The Mad Max films are pretty unique as far as trilogies go: each film is completely insular, existing as a self contained work of art, but when they are viewed together they also tell a complete story. In the first film we see society crumble through the eyes of a cop named Max; in the second film we see how everyone is trying to adapt to life after the apocalypse; and in the trilogy's finale we see how society is reborn through the eyes of a new generation of kids. Because the only consistent character is Max and because the narrative through line is metaphorical, not literal, the films don't have to directly reference each other, but they also make more sense when viewed as a whole, rather than stand alone entries in a series.
The problem with the third entry into the series, however, is that it I'm not sure that the series should end on an optimistic note. There are a lot of thrilling stories about heroes who manage to stop the end of the world in the nick of time, and there are plenty of bleak stories about people trying to survive in post-apocalyptic wastelands, but films that try to mix those two tones are rare.
There's a good reason for that: the transition between the fundamentally pessimistic tone of post-apocalyptic movies towards the fundamentally optimistic tone of a renewal story is just about impossible to do well. The stories are trying to accomplish vastly different things: one is about trying to create a penitent tone where the audience is supposed to think about what we could lose and the other is trying to create a more expectant tone where the audience is supposed to be reminded to treasure what they still have; on some level doing both at once is trying to have your cake and eat it too.

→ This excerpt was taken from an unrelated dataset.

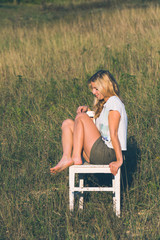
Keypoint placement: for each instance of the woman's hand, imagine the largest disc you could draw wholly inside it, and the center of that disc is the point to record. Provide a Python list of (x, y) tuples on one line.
[(114, 166), (81, 109)]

Perhaps this would be a less of a glaring problem for Mad Max Beyond Thunderdome if it wasn't structured so badly, but the film is bifurcated almost exactly in the middle, with the first half being an extension of the dark world of The Road Warrior and the second half entering a brand new world that feels like a steampunk version of Peter Pan. Because the shift between the grittiness of the adult world and the brightness of the kids' world is so sudden (and so narratively random; the kids just show up unheralded) it doesn't feel like the two parts belong to the same story. Both halves could make for an entertaining movie, but thrown together they barely make sense.
I understand why Mad Max Beyond Thunderdome ends the way it does: it pays off some of the threads of the first film, and the movie fits in with the 80's "Morning in America" zeitgeist in the same way that the first Mad Max fit into the late 70's "clusterfuck of paranoia" zeitgeist. But that doesn't mean that it's a good ending for the series. We don't go into apocalyptic thrillers because we want hope for the future - we go in expecting to explore our fears in a controlled environment. The first two films do a good job of that by showing how civilization could collapse and life would still go on. Mad Max Beyond Thunderdome tries to start at that dark place before moving beyond it, but that feels like a bait and switch. It's seemingly well adjusted teens feel like a contrivance in films that had for the most part done a good job of balancing being outlandish with being realistic.
Perhaps it's best that the series is made up of films that can mostly stand alone. If Mad Max Beyond Thunderdome has to live up the legacy left by the awesome Road Warrior, well, its going to be a bit of a letdown. But judged on it's own it isn't a bad film, really. The half of the film that takes place in Bartertown is full of cool ideas and the fight in the Thunderdome is a lot of fun. The second half of the film is less consistent, but it does make plenty of time for the sort of insane chase scenes that are the series calling card. It might be a bit uneven - but come on, it's life after the apocalypse. Expecting consistency is a bit insane.